Ulla Johnson went in a more arty direction for spring 2024, collaborating with Brooklyn painter Shara Hughes on fantastic dresses and soft tailoring in three different color-soaked Surrealist landscapes.
She showed her collection Sunday morning at Powerhouse Arts, the former Brooklyn Rapid Transit powerhouse that was abandoned for years before being transformed into an art studio and exhibition space that opened in July. And she set the stage, or rather the floor, with an installation of her own, with circular sand paintings on the open runway.
“Fine arts have always been a huge inspiration for me, and Shara has a way of treating color and landscape in this psychedelic, distorted nature,” Johnson said of the artist, who just unveiled a show Saturday at David Kordansky Gallery in L.A., where the designer opened an impressive new Kelly Wearstler-designed flagship last month.
Johnson has been getting a lot of requests from customers for more eveningwear, and she delivered it on the runway with frothy ruffled organza dresses in marbled chevron patterns or watercolor florals trailing unraveling garlands; bias-cut lace and silk charmeuse and slipdresses, and a pink Lurex jacquard volume gala gown.

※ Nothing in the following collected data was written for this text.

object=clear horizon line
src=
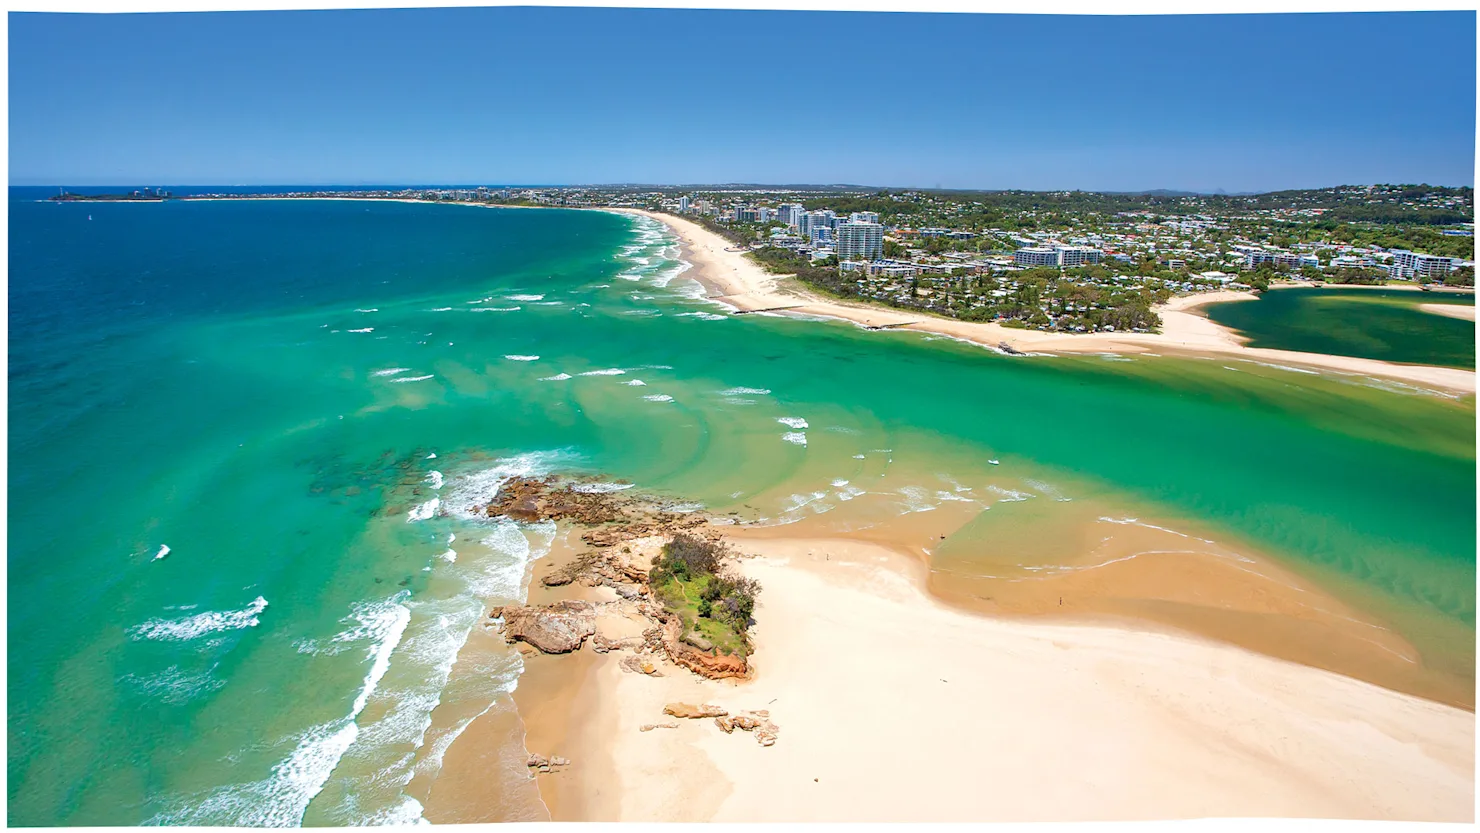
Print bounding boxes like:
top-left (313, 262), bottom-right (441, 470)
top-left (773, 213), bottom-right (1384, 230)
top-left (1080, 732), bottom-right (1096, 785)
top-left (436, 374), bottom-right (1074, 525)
top-left (11, 180), bottom-right (1476, 196)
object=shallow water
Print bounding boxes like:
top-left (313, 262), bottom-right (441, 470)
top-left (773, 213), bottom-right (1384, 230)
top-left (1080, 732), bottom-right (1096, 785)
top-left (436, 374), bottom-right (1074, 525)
top-left (1202, 286), bottom-right (1476, 368)
top-left (8, 194), bottom-right (1475, 825)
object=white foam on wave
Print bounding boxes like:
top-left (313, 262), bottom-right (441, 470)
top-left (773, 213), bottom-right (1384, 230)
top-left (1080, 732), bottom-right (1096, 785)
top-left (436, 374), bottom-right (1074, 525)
top-left (677, 311), bottom-right (728, 321)
top-left (504, 355), bottom-right (540, 362)
top-left (1096, 516), bottom-right (1226, 548)
top-left (1024, 479), bottom-right (1072, 502)
top-left (987, 485), bottom-right (1034, 503)
top-left (781, 432), bottom-right (807, 446)
top-left (934, 490), bottom-right (976, 504)
top-left (896, 486), bottom-right (938, 514)
top-left (428, 307), bottom-right (453, 312)
top-left (776, 417), bottom-right (809, 430)
top-left (153, 544), bottom-right (171, 561)
top-left (441, 450), bottom-right (574, 519)
top-left (774, 490), bottom-right (832, 522)
top-left (721, 386), bottom-right (771, 396)
top-left (152, 595), bottom-right (412, 827)
top-left (355, 308), bottom-right (379, 313)
top-left (506, 294), bottom-right (545, 302)
top-left (538, 373), bottom-right (572, 381)
top-left (623, 379), bottom-right (647, 386)
top-left (123, 664), bottom-right (226, 706)
top-left (391, 375), bottom-right (434, 383)
top-left (360, 797), bottom-right (430, 827)
top-left (1241, 360), bottom-right (1320, 375)
top-left (571, 482), bottom-right (635, 494)
top-left (408, 498), bottom-right (440, 522)
top-left (426, 471), bottom-right (444, 490)
top-left (643, 394), bottom-right (674, 402)
top-left (130, 596), bottom-right (269, 642)
top-left (348, 328), bottom-right (375, 334)
top-left (372, 368), bottom-right (410, 378)
top-left (579, 368), bottom-right (626, 376)
top-left (470, 307), bottom-right (520, 312)
top-left (159, 449), bottom-right (576, 825)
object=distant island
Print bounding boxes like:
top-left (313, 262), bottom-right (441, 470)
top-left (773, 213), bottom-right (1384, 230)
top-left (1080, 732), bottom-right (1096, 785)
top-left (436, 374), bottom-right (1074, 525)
top-left (51, 187), bottom-right (173, 201)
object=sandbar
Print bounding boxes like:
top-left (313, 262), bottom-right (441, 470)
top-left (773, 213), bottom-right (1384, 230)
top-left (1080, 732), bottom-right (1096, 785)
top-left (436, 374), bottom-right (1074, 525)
top-left (527, 535), bottom-right (1474, 822)
top-left (1422, 303), bottom-right (1478, 321)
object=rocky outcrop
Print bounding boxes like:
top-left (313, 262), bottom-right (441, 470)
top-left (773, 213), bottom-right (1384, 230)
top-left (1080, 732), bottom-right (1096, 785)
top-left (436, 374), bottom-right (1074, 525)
top-left (660, 613), bottom-right (749, 680)
top-left (639, 722), bottom-right (679, 732)
top-left (582, 513), bottom-right (713, 548)
top-left (619, 654), bottom-right (662, 676)
top-left (473, 476), bottom-right (756, 680)
top-left (476, 476), bottom-right (629, 525)
top-left (526, 753), bottom-right (571, 774)
top-left (663, 702), bottom-right (729, 719)
top-left (490, 600), bottom-right (597, 654)
top-left (715, 711), bottom-right (778, 746)
top-left (591, 634), bottom-right (643, 654)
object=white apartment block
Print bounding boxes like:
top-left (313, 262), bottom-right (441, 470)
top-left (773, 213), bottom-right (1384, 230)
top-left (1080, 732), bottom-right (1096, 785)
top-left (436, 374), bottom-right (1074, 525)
top-left (837, 222), bottom-right (884, 262)
top-left (1390, 249), bottom-right (1462, 279)
top-left (1014, 245), bottom-right (1103, 267)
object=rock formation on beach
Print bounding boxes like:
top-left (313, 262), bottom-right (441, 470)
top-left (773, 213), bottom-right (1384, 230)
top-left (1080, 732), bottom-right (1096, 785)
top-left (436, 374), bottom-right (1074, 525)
top-left (479, 476), bottom-right (754, 681)
top-left (490, 599), bottom-right (597, 654)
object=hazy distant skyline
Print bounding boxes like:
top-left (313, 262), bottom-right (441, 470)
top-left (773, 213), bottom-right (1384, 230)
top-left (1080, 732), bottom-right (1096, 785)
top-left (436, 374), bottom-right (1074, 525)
top-left (9, 8), bottom-right (1476, 191)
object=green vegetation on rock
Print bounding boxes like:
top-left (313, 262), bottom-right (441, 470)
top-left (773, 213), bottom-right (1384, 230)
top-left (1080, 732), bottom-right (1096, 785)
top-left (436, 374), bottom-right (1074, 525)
top-left (649, 534), bottom-right (760, 657)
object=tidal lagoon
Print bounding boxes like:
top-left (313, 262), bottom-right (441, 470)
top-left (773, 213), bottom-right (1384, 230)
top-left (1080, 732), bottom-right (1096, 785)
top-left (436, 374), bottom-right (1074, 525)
top-left (1203, 285), bottom-right (1476, 368)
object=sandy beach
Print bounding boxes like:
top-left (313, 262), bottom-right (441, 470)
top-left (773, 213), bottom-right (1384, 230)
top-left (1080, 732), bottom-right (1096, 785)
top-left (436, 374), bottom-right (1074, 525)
top-left (518, 535), bottom-right (1474, 822)
top-left (608, 208), bottom-right (1476, 394)
top-left (1423, 303), bottom-right (1478, 321)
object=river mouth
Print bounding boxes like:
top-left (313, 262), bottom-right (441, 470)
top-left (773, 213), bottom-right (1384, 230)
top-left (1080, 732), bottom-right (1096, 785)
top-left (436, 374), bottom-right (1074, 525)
top-left (8, 198), bottom-right (1473, 825)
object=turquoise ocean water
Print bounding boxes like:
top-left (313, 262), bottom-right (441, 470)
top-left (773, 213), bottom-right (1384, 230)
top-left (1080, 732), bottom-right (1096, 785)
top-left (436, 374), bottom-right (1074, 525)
top-left (8, 195), bottom-right (1475, 825)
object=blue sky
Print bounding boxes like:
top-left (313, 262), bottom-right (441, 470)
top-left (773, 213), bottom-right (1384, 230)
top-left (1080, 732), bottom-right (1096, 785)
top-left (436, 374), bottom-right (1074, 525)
top-left (8, 8), bottom-right (1476, 192)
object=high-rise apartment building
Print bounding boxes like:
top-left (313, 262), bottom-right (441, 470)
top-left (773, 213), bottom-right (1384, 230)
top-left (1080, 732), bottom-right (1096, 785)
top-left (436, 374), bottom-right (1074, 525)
top-left (837, 222), bottom-right (884, 262)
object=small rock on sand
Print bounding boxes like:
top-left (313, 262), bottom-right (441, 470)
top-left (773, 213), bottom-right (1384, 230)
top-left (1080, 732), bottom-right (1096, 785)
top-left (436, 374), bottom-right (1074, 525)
top-left (663, 702), bottom-right (727, 719)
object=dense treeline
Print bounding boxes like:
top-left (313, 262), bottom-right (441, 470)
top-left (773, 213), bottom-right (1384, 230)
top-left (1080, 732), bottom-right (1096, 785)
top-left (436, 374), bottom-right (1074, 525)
top-left (1316, 223), bottom-right (1476, 260)
top-left (748, 247), bottom-right (848, 293)
top-left (1320, 205), bottom-right (1472, 226)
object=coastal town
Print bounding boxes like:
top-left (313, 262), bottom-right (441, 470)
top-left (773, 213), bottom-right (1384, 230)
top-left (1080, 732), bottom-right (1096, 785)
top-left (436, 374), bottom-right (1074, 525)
top-left (56, 183), bottom-right (1474, 334)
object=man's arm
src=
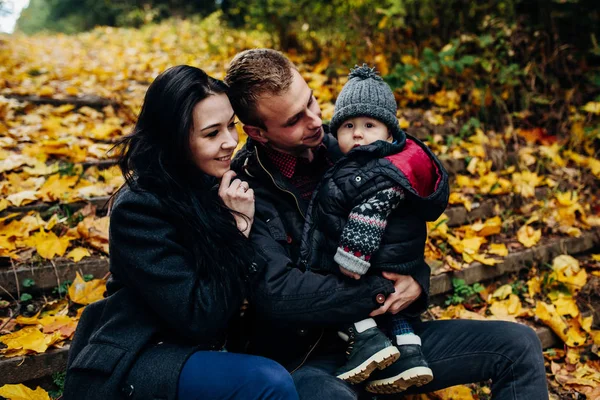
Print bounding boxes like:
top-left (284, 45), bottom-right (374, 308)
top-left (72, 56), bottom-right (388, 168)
top-left (250, 217), bottom-right (395, 327)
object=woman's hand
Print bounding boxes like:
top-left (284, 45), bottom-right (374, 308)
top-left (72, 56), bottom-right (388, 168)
top-left (369, 272), bottom-right (422, 317)
top-left (218, 171), bottom-right (255, 237)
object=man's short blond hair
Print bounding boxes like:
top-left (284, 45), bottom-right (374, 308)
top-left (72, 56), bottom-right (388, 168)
top-left (225, 49), bottom-right (297, 130)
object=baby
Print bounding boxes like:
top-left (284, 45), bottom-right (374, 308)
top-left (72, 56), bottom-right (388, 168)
top-left (299, 65), bottom-right (449, 394)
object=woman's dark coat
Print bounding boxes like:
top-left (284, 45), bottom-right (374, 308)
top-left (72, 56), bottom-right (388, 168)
top-left (62, 186), bottom-right (257, 400)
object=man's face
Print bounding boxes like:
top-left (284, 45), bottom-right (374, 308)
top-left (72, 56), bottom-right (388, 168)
top-left (253, 69), bottom-right (324, 156)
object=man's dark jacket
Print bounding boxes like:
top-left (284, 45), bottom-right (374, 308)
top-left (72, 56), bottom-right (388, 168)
top-left (231, 131), bottom-right (440, 369)
top-left (299, 131), bottom-right (449, 290)
top-left (62, 187), bottom-right (251, 399)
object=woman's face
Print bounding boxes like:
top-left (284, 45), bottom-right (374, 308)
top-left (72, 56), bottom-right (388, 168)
top-left (189, 93), bottom-right (239, 178)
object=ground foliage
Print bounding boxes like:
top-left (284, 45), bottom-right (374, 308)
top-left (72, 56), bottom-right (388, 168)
top-left (0, 6), bottom-right (599, 400)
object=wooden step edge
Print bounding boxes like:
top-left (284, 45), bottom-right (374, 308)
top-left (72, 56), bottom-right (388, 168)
top-left (1, 196), bottom-right (111, 218)
top-left (1, 94), bottom-right (119, 110)
top-left (430, 229), bottom-right (600, 297)
top-left (0, 345), bottom-right (70, 385)
top-left (0, 257), bottom-right (109, 296)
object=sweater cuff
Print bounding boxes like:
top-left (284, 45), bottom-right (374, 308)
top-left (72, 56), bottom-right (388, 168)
top-left (334, 247), bottom-right (371, 275)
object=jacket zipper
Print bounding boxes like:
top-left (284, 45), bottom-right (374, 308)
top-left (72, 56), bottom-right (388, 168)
top-left (255, 148), bottom-right (306, 221)
top-left (254, 148), bottom-right (322, 362)
top-left (300, 158), bottom-right (347, 267)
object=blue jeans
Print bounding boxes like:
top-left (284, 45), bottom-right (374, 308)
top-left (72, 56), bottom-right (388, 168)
top-left (178, 351), bottom-right (298, 400)
top-left (292, 320), bottom-right (548, 400)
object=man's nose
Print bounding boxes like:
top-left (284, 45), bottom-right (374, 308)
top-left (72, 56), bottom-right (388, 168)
top-left (306, 108), bottom-right (322, 128)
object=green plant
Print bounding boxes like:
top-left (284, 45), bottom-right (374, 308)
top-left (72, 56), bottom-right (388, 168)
top-left (54, 280), bottom-right (72, 297)
top-left (20, 293), bottom-right (33, 302)
top-left (445, 278), bottom-right (484, 306)
top-left (22, 278), bottom-right (35, 288)
top-left (48, 371), bottom-right (66, 399)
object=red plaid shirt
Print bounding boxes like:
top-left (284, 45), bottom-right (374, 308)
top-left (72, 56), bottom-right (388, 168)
top-left (262, 145), bottom-right (333, 200)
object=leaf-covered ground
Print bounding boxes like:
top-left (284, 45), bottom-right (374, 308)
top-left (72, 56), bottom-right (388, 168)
top-left (0, 16), bottom-right (599, 400)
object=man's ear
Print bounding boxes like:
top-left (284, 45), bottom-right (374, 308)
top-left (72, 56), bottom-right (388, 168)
top-left (243, 125), bottom-right (268, 144)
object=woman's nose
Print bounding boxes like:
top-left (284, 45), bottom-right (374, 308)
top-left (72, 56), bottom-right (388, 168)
top-left (222, 131), bottom-right (238, 149)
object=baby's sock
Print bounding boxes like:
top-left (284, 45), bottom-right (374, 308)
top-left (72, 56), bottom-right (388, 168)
top-left (391, 317), bottom-right (421, 346)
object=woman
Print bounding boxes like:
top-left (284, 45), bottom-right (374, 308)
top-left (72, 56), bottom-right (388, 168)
top-left (62, 65), bottom-right (298, 400)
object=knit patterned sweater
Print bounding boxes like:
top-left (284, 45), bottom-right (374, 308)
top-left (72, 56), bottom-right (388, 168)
top-left (334, 186), bottom-right (406, 274)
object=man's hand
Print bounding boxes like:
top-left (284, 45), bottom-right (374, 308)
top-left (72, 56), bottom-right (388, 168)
top-left (369, 272), bottom-right (422, 317)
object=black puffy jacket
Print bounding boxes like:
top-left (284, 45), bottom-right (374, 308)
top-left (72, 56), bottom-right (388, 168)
top-left (299, 131), bottom-right (449, 293)
top-left (231, 130), bottom-right (438, 368)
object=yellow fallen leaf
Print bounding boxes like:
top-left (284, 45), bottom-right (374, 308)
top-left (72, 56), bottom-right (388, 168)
top-left (553, 255), bottom-right (581, 276)
top-left (489, 294), bottom-right (523, 319)
top-left (6, 190), bottom-right (38, 207)
top-left (535, 302), bottom-right (587, 347)
top-left (38, 174), bottom-right (78, 202)
top-left (552, 255), bottom-right (588, 292)
top-left (438, 304), bottom-right (487, 321)
top-left (488, 243), bottom-right (509, 257)
top-left (26, 230), bottom-right (71, 259)
top-left (527, 276), bottom-right (542, 298)
top-left (552, 295), bottom-right (580, 318)
top-left (448, 192), bottom-right (472, 212)
top-left (427, 112), bottom-right (445, 126)
top-left (591, 254), bottom-right (600, 261)
top-left (433, 385), bottom-right (475, 400)
top-left (0, 384), bottom-right (51, 400)
top-left (66, 247), bottom-right (91, 262)
top-left (0, 327), bottom-right (49, 354)
top-left (582, 101), bottom-right (600, 115)
top-left (517, 225), bottom-right (541, 248)
top-left (470, 216), bottom-right (502, 237)
top-left (68, 272), bottom-right (106, 305)
top-left (398, 117), bottom-right (410, 129)
top-left (471, 253), bottom-right (501, 266)
top-left (492, 284), bottom-right (513, 300)
top-left (0, 198), bottom-right (8, 211)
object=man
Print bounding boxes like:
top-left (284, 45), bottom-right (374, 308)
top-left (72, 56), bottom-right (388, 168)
top-left (227, 49), bottom-right (548, 399)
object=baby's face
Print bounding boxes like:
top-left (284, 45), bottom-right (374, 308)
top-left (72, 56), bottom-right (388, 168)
top-left (336, 116), bottom-right (392, 154)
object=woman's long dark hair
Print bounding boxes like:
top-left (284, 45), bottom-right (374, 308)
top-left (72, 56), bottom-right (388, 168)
top-left (114, 65), bottom-right (253, 306)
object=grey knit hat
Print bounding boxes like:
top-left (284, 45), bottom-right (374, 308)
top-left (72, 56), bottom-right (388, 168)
top-left (330, 64), bottom-right (401, 139)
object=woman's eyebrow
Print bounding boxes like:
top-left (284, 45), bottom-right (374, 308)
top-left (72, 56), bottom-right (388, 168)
top-left (201, 122), bottom-right (220, 132)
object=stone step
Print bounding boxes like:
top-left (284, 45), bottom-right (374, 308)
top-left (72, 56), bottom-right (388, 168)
top-left (2, 94), bottom-right (118, 110)
top-left (0, 196), bottom-right (111, 218)
top-left (430, 229), bottom-right (600, 297)
top-left (0, 257), bottom-right (109, 296)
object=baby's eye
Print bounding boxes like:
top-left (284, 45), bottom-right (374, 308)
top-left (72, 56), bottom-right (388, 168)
top-left (366, 123), bottom-right (374, 128)
top-left (344, 122), bottom-right (354, 129)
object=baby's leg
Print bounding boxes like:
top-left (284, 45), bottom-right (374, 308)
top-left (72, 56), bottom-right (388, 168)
top-left (390, 315), bottom-right (422, 346)
top-left (365, 315), bottom-right (433, 394)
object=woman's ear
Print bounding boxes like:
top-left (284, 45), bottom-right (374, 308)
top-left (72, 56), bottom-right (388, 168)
top-left (243, 125), bottom-right (268, 144)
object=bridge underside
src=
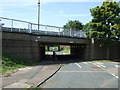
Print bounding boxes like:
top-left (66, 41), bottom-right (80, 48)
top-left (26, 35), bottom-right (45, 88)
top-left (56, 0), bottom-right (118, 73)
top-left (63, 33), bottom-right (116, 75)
top-left (2, 32), bottom-right (120, 62)
top-left (38, 43), bottom-right (87, 61)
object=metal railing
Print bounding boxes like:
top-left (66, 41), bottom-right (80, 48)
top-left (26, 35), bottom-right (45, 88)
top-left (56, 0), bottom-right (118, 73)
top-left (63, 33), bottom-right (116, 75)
top-left (0, 17), bottom-right (86, 38)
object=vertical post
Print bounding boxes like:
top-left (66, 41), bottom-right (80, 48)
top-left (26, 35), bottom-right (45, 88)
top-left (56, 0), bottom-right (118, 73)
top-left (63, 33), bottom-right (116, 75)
top-left (58, 27), bottom-right (60, 36)
top-left (45, 25), bottom-right (47, 31)
top-left (29, 23), bottom-right (32, 33)
top-left (11, 20), bottom-right (13, 32)
top-left (38, 0), bottom-right (40, 31)
top-left (70, 28), bottom-right (71, 37)
top-left (28, 23), bottom-right (29, 31)
top-left (45, 25), bottom-right (47, 34)
top-left (91, 38), bottom-right (94, 60)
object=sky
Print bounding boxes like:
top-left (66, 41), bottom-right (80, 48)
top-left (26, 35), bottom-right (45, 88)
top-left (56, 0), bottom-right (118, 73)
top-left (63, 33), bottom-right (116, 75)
top-left (0, 0), bottom-right (119, 27)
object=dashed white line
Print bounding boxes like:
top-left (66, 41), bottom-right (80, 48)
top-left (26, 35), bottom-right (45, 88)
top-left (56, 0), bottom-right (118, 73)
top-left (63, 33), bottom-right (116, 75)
top-left (75, 63), bottom-right (81, 69)
top-left (115, 76), bottom-right (119, 79)
top-left (82, 62), bottom-right (88, 64)
top-left (111, 73), bottom-right (116, 77)
top-left (115, 65), bottom-right (120, 68)
top-left (110, 73), bottom-right (119, 79)
top-left (92, 62), bottom-right (106, 68)
top-left (92, 63), bottom-right (101, 67)
top-left (99, 64), bottom-right (106, 68)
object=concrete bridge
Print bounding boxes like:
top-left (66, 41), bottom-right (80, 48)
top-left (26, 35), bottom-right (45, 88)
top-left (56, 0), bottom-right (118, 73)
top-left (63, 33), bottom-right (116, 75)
top-left (1, 17), bottom-right (120, 62)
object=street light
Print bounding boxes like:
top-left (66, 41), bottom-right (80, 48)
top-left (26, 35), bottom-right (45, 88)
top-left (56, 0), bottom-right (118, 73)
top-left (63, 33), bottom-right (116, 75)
top-left (38, 0), bottom-right (40, 31)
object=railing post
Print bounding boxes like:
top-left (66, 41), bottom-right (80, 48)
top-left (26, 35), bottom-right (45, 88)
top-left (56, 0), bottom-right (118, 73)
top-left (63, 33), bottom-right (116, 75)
top-left (28, 23), bottom-right (29, 31)
top-left (19, 28), bottom-right (20, 32)
top-left (63, 30), bottom-right (64, 36)
top-left (45, 25), bottom-right (47, 31)
top-left (29, 23), bottom-right (32, 33)
top-left (70, 28), bottom-right (71, 37)
top-left (11, 20), bottom-right (13, 32)
top-left (45, 25), bottom-right (47, 34)
top-left (80, 31), bottom-right (81, 37)
top-left (58, 27), bottom-right (60, 36)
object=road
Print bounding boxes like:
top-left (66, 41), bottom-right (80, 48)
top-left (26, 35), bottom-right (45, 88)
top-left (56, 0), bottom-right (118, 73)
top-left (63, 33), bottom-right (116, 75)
top-left (41, 61), bottom-right (119, 88)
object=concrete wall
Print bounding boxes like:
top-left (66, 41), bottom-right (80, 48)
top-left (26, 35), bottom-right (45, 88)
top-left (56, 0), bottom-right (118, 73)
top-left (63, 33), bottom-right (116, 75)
top-left (2, 31), bottom-right (90, 62)
top-left (89, 39), bottom-right (120, 60)
top-left (70, 44), bottom-right (87, 59)
top-left (2, 32), bottom-right (40, 62)
top-left (2, 31), bottom-right (120, 62)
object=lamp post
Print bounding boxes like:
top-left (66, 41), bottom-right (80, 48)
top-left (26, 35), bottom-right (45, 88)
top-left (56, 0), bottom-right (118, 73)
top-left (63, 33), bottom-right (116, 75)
top-left (38, 0), bottom-right (40, 31)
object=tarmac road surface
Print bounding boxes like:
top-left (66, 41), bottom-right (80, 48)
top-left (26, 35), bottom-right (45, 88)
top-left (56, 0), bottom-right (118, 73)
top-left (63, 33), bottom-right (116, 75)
top-left (41, 61), bottom-right (119, 88)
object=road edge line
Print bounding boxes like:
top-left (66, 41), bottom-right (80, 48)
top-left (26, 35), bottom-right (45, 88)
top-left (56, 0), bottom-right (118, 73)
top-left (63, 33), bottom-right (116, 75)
top-left (36, 64), bottom-right (62, 87)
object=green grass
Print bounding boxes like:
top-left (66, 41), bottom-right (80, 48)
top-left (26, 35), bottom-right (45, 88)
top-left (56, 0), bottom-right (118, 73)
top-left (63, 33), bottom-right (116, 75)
top-left (1, 55), bottom-right (37, 74)
top-left (60, 48), bottom-right (70, 54)
top-left (49, 46), bottom-right (58, 51)
top-left (91, 60), bottom-right (113, 62)
top-left (90, 59), bottom-right (120, 62)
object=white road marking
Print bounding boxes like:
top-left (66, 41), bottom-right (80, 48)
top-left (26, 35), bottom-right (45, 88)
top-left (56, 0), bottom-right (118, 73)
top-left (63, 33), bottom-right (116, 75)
top-left (111, 74), bottom-right (116, 77)
top-left (99, 64), bottom-right (106, 68)
top-left (75, 63), bottom-right (81, 69)
top-left (82, 62), bottom-right (88, 64)
top-left (115, 76), bottom-right (119, 79)
top-left (115, 65), bottom-right (120, 67)
top-left (18, 67), bottom-right (32, 71)
top-left (92, 62), bottom-right (106, 68)
top-left (110, 73), bottom-right (119, 79)
top-left (95, 62), bottom-right (104, 64)
top-left (92, 63), bottom-right (101, 67)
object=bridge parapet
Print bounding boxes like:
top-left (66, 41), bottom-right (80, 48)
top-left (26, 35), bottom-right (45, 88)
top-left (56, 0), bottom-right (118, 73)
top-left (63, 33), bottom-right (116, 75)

Slouchy zebra-stripe silk charmeuse pants, prism-embroidered raffia fringe tanks, featherweight ruffled knits, denim and poplin pieces in gorgeous colors reflected a more sporty separates-driven mood.
What resulted was a strong collection that felt easy and elevated. Less Bali and more arty eclectic, with a focus on sculptural shapes and volumes, it should further open up Johnson’s business to luxury customers who already shop Dries Van Noten, Marni and Missoni.